Challenging the Spectrum Mindset
Sura said the FCC's spectrum focus should be “not to manage scarcity” but to allow innovation and “decentralized experimentation.” He indicated that Carr plans to continue to push to get more spectrum in play where it’s most needed.
“Abundance thinking” requires “challenging reservations and allocations that were made decades ago,” Sura said. He asked why federal agencies, or “spectrum speculators,” should be allowed to “squat” on hundreds of megahertz of lightly used spectrum.
The space economy shows that abundance “can emerge even within systems that were designed for scarcity,” Sura argued. Other regulators, including the EU, “have clung to scarcity mindsets,” and such assumptions “tend to be self-fulfilling.” The cost of not acting is too often invisible, he added. “We don’t see the innovations that weren’t pursued,” the infrastructure that doesn’t get built and the competition that never emerges.
Historically, the FCC has focused on regulating monopoly networks, Sura said. The “entire apparatus” of utility regulation, “from rate of return oversight” to common carrier regulation, “was built on accepting monopoly as the inevitable and focusing on constraint rather than abundance.”
Sura warned that the history of telecom regulation continues to shape the present, even as the industry has changed in fundamental ways. For example, the case for net neutrality rules was based on an old view of regulation, he said, but those rules viewed internet access as a “bottleneck … controlled by a small number of last-mile providers.”
In a separate panel discussion Monday, Rob Alderfer, vice president of technology policy at Charter Communications, predicted that one of the big spectrum trends this year will be the continued deployment of Wi-Fi in the 6 GHz band. That’s important because it’s "seeding" the next generation of broadband and mobile connectivity, he said.
Alderfer also predicted much more discussion about sharing in the bands identified by Congress in the spectrum reallocation bill for possible mobile broadband based on “the realities of those bands.” Just one of the bands being studied, 2.7-2.9 GHz, contains more than 1,800 federal frequency assignments, and in the 4.4-4.9 GHz band, there are more than 5,000, he said. “It’s hard to imagine” sharing won’t be part of the plan for both.
Michael Calabrese, director of the Wireless Future Program at New America, said he would love to see 4.4-4.9 GHz assigned to carriers for wireless use, while 2.7-2.9 GHz could be given over “for something else that’s giving us something new.” Unlicensed is also evolving, he noted.
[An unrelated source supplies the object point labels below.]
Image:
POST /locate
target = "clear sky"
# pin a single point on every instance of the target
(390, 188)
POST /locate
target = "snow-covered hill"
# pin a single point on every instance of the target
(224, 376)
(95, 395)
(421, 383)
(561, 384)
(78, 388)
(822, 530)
Wi-Fi 8 will make the technology more “deterministic” so users can prioritize applications, making Wi-Fi more like 5G, he said.
Monisha Ghosh, a professor of electrical sharing at the University of Notre Dame, said that despite arguments that spectrum is “the lifeblood” of the wireless industry, "we still don’t do enough" to measure use, and Ookla studies aren’t sufficient. Policymakers need to look at coverage: “Where is the spectrum actually being deployed and … used?” she asked. Policymakers also need better models for interference and propagation, she said.